In the unfortunate event of an accident, you should first click pictures of the damage at that location and then file an FIR (First Information Report) at the nearest police station. Then, contact your insurance company. You can get the car towed to a workshop of your choice and the insurance company will send an executive to assess the extent of the damage. The repair work should begin only after the executive has assessed your car and given a go-ahead with an estimation of the costs involved. You will also need to fill up a form that states details about the vehicle, how the accident happened, details of the person driving at that time and the FIR number.
In certain cases, it’s better to not file a claim. For example, if another vehicle merely scrapes you car’s bumper in traffic, then the cost of re-painting it won’t be too expensive, unlike mechanical damage, where parts need to be replaced. So if the repair cost is reasonable, then don’t claim it, because by doing so you will be able to retain the No Claim Bonus when you renew the policy.
What if the insurance company declares my car as a write-off?

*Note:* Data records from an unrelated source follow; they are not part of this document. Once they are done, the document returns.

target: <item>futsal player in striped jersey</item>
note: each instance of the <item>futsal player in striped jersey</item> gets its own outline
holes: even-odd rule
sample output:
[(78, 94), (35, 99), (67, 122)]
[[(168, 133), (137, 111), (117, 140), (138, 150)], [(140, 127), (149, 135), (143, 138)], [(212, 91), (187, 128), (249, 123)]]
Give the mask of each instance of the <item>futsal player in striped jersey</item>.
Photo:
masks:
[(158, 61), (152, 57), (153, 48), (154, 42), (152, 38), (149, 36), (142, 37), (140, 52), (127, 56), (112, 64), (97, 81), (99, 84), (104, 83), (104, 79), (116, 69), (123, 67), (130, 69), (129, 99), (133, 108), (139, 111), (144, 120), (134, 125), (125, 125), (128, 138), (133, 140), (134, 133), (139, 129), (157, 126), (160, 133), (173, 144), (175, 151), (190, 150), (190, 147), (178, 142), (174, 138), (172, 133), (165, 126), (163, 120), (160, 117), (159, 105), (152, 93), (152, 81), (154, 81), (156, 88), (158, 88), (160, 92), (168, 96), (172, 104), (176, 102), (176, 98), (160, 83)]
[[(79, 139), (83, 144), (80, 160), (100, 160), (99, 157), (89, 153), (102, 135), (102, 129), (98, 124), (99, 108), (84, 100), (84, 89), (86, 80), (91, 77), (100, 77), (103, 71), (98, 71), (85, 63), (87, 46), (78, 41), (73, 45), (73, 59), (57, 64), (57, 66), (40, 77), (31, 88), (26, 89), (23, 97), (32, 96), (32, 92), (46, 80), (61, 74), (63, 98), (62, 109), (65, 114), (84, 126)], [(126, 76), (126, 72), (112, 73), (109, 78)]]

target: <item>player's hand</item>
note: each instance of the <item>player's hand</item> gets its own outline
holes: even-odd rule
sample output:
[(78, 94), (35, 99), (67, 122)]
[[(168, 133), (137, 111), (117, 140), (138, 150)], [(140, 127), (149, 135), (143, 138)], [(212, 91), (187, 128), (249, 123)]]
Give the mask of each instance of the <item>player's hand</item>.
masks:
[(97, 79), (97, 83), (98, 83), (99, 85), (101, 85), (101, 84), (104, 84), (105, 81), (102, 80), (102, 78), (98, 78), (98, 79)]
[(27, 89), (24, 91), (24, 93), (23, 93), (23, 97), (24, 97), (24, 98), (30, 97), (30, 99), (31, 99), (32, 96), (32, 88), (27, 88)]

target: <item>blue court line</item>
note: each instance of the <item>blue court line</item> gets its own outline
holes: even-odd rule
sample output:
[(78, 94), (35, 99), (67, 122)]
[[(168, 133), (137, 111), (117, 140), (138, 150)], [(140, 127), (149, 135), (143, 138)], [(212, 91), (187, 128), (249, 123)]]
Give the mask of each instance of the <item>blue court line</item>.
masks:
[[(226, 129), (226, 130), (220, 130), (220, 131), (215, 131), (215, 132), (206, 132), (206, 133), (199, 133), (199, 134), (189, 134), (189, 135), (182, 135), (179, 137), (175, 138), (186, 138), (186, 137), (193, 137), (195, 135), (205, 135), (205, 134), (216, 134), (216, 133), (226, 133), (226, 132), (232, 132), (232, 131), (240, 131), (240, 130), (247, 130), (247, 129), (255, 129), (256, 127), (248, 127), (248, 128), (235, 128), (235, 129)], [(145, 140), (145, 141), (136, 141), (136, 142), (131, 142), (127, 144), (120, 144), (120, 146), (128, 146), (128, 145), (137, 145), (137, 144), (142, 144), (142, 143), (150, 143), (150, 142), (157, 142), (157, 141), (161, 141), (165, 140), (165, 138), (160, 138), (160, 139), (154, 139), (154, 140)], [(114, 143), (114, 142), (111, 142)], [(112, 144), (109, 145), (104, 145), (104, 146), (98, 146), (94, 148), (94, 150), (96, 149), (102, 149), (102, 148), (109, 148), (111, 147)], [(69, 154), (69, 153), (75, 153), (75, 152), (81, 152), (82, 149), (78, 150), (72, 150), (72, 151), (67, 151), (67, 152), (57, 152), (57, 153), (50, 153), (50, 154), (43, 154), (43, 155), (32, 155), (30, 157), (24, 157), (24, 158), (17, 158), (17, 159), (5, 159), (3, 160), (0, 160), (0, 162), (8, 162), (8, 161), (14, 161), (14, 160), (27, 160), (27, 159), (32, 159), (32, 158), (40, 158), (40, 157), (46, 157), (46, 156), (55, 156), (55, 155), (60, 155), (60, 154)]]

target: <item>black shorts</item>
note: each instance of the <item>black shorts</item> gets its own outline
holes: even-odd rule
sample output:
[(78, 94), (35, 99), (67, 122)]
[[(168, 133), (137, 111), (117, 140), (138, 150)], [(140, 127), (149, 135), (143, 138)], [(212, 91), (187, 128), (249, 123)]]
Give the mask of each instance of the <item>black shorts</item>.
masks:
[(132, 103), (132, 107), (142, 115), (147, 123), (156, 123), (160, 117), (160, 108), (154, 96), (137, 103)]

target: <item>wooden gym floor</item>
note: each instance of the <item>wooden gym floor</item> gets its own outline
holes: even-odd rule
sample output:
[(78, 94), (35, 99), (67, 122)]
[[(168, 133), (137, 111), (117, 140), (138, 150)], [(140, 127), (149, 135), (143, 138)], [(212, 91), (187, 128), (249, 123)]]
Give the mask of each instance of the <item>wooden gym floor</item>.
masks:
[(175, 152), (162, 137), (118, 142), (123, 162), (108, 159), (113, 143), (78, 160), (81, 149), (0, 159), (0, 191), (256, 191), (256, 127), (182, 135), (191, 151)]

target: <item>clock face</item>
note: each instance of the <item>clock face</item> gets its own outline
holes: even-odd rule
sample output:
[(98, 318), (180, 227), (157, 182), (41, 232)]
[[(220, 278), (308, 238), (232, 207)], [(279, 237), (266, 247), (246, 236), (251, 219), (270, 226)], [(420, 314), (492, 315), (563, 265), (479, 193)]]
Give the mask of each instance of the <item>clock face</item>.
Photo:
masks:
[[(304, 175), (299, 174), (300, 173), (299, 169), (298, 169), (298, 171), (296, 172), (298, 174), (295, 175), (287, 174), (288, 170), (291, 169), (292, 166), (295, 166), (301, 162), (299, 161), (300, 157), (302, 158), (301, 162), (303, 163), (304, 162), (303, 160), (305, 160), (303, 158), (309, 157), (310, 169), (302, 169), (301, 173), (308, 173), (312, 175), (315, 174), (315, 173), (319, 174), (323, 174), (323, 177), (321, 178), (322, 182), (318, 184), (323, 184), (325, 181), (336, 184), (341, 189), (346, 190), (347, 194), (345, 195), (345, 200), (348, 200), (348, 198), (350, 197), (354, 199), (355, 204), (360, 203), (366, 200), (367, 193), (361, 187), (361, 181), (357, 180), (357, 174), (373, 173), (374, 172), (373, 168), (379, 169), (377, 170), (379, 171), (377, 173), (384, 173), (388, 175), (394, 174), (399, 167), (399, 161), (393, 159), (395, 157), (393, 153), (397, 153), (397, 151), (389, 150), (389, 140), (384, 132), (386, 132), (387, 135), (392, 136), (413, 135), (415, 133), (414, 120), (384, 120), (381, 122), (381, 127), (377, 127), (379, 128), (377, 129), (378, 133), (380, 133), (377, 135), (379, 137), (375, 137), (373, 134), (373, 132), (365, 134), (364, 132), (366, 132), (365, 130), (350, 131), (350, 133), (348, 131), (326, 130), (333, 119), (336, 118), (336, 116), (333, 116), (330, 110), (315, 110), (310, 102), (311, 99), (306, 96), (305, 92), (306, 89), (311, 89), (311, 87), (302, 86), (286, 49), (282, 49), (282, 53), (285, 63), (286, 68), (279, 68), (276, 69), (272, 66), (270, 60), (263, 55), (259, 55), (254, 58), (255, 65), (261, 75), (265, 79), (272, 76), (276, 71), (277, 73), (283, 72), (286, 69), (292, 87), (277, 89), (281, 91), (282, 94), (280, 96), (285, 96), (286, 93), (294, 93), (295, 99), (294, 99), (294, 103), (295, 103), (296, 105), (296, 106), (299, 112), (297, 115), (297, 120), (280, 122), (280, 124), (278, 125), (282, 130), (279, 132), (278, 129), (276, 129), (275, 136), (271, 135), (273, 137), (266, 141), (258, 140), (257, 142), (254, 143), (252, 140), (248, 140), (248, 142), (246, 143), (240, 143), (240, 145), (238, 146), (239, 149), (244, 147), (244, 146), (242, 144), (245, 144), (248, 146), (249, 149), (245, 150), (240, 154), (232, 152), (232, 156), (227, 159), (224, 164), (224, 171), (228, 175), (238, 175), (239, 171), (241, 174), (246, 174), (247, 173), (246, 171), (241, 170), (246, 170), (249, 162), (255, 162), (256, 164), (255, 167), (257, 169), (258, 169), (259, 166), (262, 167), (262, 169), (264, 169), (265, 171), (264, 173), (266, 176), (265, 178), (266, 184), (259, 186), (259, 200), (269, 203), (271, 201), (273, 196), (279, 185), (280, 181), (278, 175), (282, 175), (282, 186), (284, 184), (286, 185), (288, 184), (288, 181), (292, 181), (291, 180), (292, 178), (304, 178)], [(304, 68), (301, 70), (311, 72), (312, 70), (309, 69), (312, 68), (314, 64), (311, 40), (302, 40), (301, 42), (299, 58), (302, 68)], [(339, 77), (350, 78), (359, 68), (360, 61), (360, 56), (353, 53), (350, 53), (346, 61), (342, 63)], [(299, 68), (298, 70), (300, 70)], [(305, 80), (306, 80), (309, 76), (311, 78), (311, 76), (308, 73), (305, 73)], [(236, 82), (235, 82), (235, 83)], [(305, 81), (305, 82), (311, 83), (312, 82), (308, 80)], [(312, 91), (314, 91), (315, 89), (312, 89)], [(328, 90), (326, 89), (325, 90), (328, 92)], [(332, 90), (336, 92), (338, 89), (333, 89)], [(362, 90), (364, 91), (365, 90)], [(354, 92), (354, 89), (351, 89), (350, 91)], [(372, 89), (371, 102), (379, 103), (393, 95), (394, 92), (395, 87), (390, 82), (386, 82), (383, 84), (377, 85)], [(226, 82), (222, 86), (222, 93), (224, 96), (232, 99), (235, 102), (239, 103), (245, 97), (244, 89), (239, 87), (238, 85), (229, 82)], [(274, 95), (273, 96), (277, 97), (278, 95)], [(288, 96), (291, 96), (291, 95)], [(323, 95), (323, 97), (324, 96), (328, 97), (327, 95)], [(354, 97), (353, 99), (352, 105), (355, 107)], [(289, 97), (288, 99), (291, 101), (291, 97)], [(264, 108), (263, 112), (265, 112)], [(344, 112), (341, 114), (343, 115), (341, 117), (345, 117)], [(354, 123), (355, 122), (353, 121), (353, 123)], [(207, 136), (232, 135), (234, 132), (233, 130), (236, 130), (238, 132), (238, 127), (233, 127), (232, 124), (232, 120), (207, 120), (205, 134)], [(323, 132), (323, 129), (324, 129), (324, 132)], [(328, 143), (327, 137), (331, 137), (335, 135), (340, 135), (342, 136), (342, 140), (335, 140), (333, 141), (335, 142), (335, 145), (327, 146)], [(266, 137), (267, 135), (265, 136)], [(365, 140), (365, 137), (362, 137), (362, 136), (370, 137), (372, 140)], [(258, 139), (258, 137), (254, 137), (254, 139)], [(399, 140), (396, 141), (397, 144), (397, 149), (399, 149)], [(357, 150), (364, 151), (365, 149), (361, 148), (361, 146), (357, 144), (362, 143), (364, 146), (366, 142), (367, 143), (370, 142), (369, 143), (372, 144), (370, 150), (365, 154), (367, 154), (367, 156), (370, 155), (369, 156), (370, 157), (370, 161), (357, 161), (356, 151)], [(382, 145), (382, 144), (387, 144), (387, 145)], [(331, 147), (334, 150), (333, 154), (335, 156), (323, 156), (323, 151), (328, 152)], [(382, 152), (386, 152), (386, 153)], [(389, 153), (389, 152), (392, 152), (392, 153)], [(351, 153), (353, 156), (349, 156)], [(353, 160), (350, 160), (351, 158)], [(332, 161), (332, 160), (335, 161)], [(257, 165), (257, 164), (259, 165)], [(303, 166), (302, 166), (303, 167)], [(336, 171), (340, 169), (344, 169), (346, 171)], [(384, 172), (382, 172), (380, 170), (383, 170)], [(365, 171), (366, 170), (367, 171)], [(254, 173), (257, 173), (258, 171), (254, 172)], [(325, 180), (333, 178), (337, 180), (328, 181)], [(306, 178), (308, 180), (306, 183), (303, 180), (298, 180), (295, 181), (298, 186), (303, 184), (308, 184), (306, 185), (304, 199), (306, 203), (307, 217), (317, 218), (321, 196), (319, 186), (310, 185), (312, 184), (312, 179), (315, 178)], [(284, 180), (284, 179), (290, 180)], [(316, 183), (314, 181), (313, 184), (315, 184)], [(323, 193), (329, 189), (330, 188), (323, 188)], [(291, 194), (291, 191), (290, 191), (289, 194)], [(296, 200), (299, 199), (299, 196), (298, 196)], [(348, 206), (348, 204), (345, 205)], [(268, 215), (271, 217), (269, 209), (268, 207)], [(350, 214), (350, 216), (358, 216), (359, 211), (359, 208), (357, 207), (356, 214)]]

In the case that your car is involved in a major accident and suffers severe damage, then the insurance company may choose to declare the vehicle as a total loss or a write-off, especially if the cost of repairing is more than 75 percent of the Initial Declared Value. This figure will differ from one insurance company to another. However, to claim for a total loss, you will have to transfer the ownership of the car to the insurance company. You will need to submit all documents related to the vehicle like the original registration papers, duplicate keys and an NOC from the RTO. After the insurance company completes all the formalities, you can expect the reimbursement to arrive in a few weeks.
When does the policy need to be renewed?
Typically, a car insurance policy is valid for a year from the day of issue. The company with which you have your existing policy will start reminding you to renew it a few months before it expires. Even if you apply and get new insurance before the current one expires, the new policy will come into effect only after the expiry date of the existing one. The insurance policy takes a few weeks to process and a cover note is generally issued as proof that you have applied for a new one, and is valid for two months. But, do not forget to get a copy of the actual policy as soon as possible. In case you fail to renew the policy before it expires, you will end up losing your No Claim Bonus, if you were eligible for one.
While renewing car insurance, it is possible to save some money if you are smart. Always renew the vehicle’s insurance policy before the current one expires. Remember to first ask about the status of your No Claim Bonus, ask if there are free add-ons and how much voluntary excess is possible. Doing this will immediately tell the seller you are well informed. After that, remember to read the terms and conditions carefully. Going for a comprehensive insurance policy with add-on covers is your best bet, if you can afford it.